Man's arm was 'almost completely severed', murder trial jury told
Gardai and paramedics who arrived at the scene of an alleged murder found a bleeding man lying face down with multiple stab wounds and broken bones, the Central Criminal Court has heard.
Paramedics yesterday described their attempts to revive the man who, the prosecution alleges, was beaten to death after he fired shots at a house in Dublin.
Paul Bradley (54) and his sons Dean (24), Jason (20) and Ryan (18), of Liscarne Gardens, Dublin 22, have all pleaded not guilty to the murder of Neil Reilly (36) at Esker Glebe, Lucan, on January 18 last year.
Gda Niall Glackin told prosecution counsel Paul Murray that he was among the first on the scene at Esker Glebe.
He saw a man lying face down by the kerb with his clothes torn and surrounded by dust and dirt.
He had deep lacerations in his back, shoulder and arm.
Gda Conor Mallon, of the Armed Support Unit, was responding to a report that shots had been fired at the Bradley home when he diverted to Esker Glebe after receiving a report of an accident involving a car that was believed to have left the scene of the shooting.
When he arrived he saw the injured man being attended to by Gda Glackin.
Gda Orlene Corrigan said it looked as though Mr Reilly's arm was almost completely severed from the shoulder.
Gda Corrigan spoke to a young male who arrived at the scene on foot and said a number of times: "You never leave a man behind."
She told Michael Bowman, defence counsel for Jason Bradley, that the male then took a phone call and it sounded as though the other person app-eared to be trying to get him to leave the scene.
The witness agreed that the young man was not prepared to leave and there was a heated exchange over the phone involving expletives and "venting rage at the person on the other end of the phone".
Dublin Fire Brigade advanced paramedic Colm Murphy told the court that when he arrived the injured man was lying face down, half on the kerb.
His skull appeared deformed and he was not making any effort to look at or respond to emergency personnel.
A significant amount of blood appeared to be coming from the back of his head and he had what the paramedic believed to be more than six knife wounds to the shoulder and body.
His ribs were broken, some of them in multiple places, making it difficult for him to breathe.
He was showing signs of brain injury.
Mr Murphy punctured Mr Reilly's lung to release blood and trapped air and then inserted a tube in his throat to pump air in.
The Glasgow Coma Scale, which measures a person's responsiveness, was the lowest it can be in a person who still has a pulse, the witness told the court.
In the ambulance on the way to Connolly Memorial Hospital, Mr Reilly went into cardiac arrest.
Mr Murray previously said that the jury would hear evidence that Mr Reilly fired a shotgun at the Bradley home at about 4am on the morning he died.
He said the jury would hear evidence that the four accused men, who were in the house at the time, gave chase following the shooting.

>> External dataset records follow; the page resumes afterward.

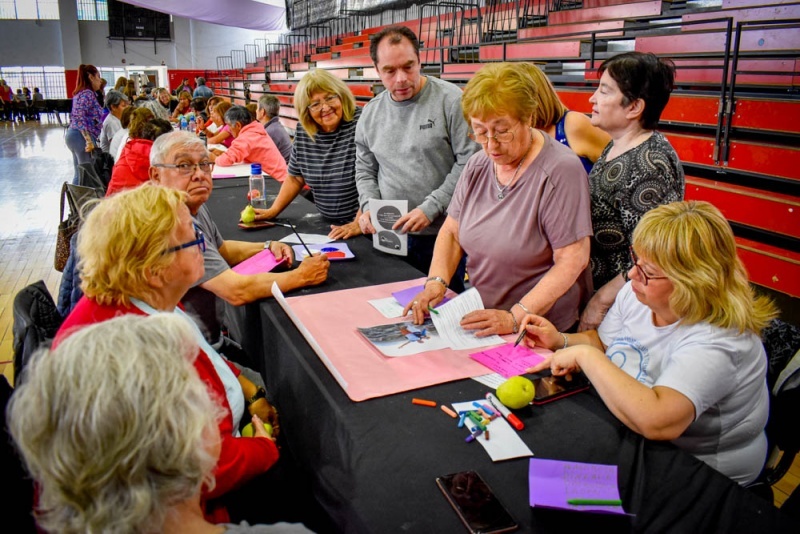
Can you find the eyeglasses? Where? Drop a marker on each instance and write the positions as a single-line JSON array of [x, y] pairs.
[[188, 168], [645, 277], [500, 137], [328, 101], [200, 241]]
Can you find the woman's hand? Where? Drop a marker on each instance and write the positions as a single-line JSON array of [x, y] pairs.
[[345, 231], [488, 322], [430, 296], [265, 412], [282, 251], [541, 332]]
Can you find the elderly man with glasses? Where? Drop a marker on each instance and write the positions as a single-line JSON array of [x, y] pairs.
[[179, 160]]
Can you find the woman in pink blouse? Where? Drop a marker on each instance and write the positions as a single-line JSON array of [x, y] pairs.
[[86, 118]]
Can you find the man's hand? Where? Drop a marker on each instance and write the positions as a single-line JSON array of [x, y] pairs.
[[314, 270], [413, 221], [365, 222], [344, 231], [282, 250]]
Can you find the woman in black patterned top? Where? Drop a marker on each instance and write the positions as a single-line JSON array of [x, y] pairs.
[[636, 172]]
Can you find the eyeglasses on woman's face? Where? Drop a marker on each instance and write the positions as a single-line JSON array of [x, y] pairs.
[[188, 169], [200, 241], [645, 277], [329, 101], [499, 137]]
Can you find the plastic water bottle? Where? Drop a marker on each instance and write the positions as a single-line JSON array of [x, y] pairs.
[[256, 193]]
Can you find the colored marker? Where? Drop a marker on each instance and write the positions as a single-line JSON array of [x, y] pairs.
[[448, 411], [519, 337], [505, 412], [595, 502]]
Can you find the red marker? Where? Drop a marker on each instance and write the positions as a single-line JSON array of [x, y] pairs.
[[505, 412]]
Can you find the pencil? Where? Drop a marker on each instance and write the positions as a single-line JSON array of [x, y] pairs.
[[596, 502], [519, 337]]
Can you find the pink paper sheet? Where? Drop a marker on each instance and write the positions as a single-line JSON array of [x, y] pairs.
[[364, 373], [263, 262], [509, 360]]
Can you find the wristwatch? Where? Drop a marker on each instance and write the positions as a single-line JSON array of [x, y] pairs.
[[260, 393]]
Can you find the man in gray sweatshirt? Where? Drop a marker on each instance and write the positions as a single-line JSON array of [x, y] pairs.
[[411, 143]]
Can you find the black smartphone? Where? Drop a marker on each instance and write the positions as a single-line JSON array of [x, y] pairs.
[[550, 388], [475, 504]]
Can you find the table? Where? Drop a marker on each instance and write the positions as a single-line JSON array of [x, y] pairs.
[[373, 463]]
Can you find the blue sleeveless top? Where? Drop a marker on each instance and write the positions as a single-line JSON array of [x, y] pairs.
[[561, 137]]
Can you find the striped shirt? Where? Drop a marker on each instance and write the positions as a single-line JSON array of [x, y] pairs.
[[328, 166]]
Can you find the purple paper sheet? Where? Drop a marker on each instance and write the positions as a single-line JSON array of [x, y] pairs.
[[553, 482], [263, 262], [407, 295], [508, 360]]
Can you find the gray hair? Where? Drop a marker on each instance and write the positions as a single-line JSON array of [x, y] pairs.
[[238, 114], [112, 444], [270, 104], [169, 142], [113, 98]]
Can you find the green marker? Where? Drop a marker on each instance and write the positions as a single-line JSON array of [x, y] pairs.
[[596, 502]]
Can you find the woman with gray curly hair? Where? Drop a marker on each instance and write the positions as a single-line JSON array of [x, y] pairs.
[[145, 468]]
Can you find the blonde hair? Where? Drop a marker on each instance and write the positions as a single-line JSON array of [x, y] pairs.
[[549, 109], [112, 444], [321, 81], [693, 244], [501, 89], [122, 241]]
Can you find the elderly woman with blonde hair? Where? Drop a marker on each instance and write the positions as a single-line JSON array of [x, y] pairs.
[[147, 467], [520, 212], [678, 356], [139, 254], [324, 153]]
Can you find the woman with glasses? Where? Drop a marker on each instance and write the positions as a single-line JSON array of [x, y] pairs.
[[520, 212], [678, 356], [324, 153], [636, 172], [139, 254]]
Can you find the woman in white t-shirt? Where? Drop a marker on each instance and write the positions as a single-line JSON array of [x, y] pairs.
[[678, 356]]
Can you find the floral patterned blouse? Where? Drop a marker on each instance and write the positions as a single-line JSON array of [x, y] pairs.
[[86, 113], [623, 190]]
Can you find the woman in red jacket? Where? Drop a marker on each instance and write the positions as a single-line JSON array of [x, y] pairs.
[[139, 253], [133, 165]]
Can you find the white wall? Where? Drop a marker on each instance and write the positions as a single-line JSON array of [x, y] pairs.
[[196, 44]]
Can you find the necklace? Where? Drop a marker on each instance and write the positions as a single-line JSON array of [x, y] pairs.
[[501, 189]]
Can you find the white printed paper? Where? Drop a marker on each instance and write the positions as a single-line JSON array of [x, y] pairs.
[[383, 214], [448, 322]]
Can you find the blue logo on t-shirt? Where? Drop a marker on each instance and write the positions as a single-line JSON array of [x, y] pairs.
[[630, 356]]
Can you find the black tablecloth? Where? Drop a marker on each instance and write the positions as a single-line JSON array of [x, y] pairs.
[[373, 464]]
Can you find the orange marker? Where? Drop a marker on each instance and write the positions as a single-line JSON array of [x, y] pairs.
[[449, 412]]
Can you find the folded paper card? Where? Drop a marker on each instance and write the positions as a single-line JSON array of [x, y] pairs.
[[509, 360], [552, 483], [334, 251], [263, 262]]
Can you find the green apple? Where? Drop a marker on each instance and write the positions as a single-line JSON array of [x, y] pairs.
[[516, 392], [248, 214]]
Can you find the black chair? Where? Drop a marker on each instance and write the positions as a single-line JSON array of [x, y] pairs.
[[782, 344], [36, 321]]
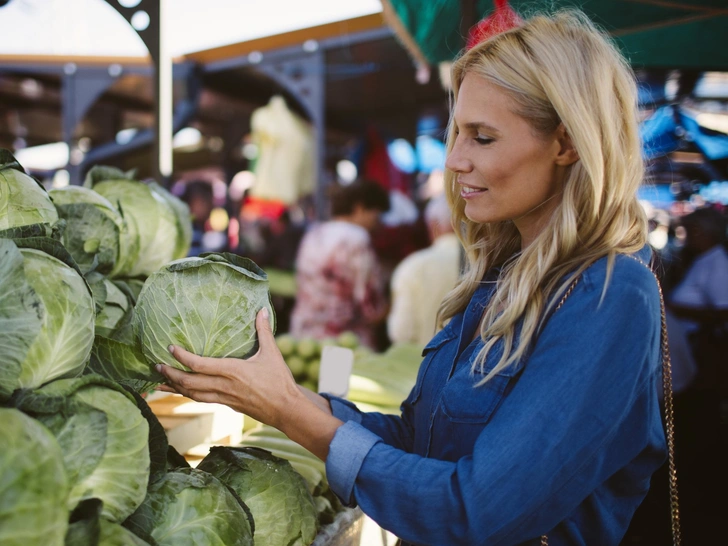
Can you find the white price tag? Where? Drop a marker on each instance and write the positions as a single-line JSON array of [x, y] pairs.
[[336, 366]]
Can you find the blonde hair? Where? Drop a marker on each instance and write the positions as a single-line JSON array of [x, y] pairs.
[[557, 69]]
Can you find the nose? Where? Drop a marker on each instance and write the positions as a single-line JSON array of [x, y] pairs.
[[456, 160]]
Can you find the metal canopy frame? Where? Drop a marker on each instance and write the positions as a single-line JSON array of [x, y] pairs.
[[301, 70]]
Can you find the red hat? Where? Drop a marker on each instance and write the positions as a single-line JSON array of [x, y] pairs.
[[501, 20]]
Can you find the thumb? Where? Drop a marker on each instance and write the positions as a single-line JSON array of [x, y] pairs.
[[266, 340]]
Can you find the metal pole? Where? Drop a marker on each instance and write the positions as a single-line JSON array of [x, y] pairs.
[[163, 103]]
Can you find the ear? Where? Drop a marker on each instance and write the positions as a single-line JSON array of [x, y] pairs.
[[567, 154]]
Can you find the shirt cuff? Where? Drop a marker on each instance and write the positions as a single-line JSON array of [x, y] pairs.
[[343, 409], [347, 451]]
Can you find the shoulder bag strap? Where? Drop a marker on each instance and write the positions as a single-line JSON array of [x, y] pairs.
[[668, 409]]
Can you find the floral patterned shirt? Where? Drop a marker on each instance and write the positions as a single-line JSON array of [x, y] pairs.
[[340, 285]]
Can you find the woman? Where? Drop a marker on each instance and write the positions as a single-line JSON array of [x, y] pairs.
[[536, 409]]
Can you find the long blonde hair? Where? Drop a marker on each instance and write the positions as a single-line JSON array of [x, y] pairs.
[[558, 69]]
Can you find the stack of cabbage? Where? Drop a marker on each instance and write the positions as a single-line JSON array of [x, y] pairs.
[[84, 460]]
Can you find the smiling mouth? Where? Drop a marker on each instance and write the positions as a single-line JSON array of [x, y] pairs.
[[468, 191]]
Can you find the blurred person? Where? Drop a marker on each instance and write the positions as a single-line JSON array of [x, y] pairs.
[[199, 197], [340, 284], [702, 295], [282, 237], [536, 410], [421, 281]]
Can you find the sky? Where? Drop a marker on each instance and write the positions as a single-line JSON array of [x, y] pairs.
[[93, 27]]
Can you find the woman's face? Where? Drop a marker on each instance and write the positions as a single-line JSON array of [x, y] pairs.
[[504, 171]]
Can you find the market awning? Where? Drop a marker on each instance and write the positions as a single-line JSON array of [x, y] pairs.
[[686, 34]]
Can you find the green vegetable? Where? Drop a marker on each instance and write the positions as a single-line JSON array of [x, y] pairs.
[[21, 315], [182, 217], [60, 300], [286, 344], [96, 229], [348, 339], [90, 529], [189, 507], [124, 364], [150, 217], [206, 305], [278, 497], [23, 200], [104, 439], [115, 309], [33, 483], [312, 369]]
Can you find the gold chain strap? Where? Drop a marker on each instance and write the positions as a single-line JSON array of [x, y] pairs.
[[669, 412]]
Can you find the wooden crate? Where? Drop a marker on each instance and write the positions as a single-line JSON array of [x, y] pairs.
[[189, 424]]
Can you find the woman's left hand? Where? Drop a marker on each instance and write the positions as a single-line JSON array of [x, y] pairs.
[[261, 386]]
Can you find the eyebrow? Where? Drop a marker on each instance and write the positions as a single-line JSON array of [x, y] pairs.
[[480, 125]]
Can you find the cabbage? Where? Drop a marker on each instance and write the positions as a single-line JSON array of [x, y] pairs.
[[206, 305], [150, 216], [114, 310], [62, 303], [33, 483], [88, 528], [182, 216], [278, 497], [123, 363], [21, 315], [95, 229], [105, 440], [23, 200], [189, 507]]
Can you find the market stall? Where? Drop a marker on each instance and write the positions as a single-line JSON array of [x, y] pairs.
[[91, 298]]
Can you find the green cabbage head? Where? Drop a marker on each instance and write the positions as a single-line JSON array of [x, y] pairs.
[[96, 229], [189, 507], [105, 440], [151, 217], [33, 483], [206, 305], [46, 314], [23, 200], [278, 496]]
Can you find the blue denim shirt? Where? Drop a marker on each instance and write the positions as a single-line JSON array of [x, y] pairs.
[[563, 443]]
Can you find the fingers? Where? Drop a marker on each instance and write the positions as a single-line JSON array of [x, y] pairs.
[[198, 364], [188, 383], [165, 388]]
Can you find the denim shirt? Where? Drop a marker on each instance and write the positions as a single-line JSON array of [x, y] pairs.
[[563, 443]]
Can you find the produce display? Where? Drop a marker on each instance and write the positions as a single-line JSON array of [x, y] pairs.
[[94, 286], [89, 278], [277, 495], [303, 355]]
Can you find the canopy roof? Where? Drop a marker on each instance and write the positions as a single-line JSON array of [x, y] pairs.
[[685, 34], [94, 28]]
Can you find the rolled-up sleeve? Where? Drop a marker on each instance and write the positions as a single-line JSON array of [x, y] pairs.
[[347, 452], [394, 430]]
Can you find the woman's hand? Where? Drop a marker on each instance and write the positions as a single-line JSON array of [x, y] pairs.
[[261, 387]]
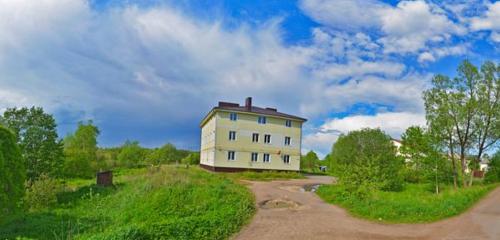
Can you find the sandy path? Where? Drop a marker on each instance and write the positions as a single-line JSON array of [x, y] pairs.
[[315, 219]]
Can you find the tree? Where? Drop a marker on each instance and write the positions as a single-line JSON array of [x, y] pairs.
[[80, 150], [493, 173], [37, 137], [131, 154], [12, 171], [466, 111], [365, 160], [166, 154], [424, 159], [309, 161]]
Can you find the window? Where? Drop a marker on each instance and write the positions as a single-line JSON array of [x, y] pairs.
[[230, 155], [233, 116], [262, 120], [267, 158], [287, 141], [286, 159], [232, 135], [255, 157], [255, 137], [267, 138]]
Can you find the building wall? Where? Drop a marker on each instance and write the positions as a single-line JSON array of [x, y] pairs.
[[245, 126], [207, 151]]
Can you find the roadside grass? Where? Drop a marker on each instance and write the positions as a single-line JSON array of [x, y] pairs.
[[264, 175], [158, 203], [415, 204]]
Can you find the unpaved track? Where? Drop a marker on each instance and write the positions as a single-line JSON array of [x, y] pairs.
[[315, 219]]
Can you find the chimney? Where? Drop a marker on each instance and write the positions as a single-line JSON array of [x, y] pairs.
[[248, 104]]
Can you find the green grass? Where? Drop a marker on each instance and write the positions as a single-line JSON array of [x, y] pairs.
[[415, 204], [264, 176], [166, 203]]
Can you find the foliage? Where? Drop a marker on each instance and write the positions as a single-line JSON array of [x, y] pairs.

The prosecution case is that after the shooting, Mr Reilly drove away in a van and later got into a Mazda driven by another man.
He was pursued by the Bradleys to Esker Glebe in Lucan where the Mazda crashed and came to a halt facing the wrong way in the road.
Mr Reilly's companion got away, but he did not.
"He was subjected to a savage, brutal and ferocious attack before being left for dead," Mr Murray said.
The trial continues before Mr Justice Paul Coffey and a jury of six men and six women.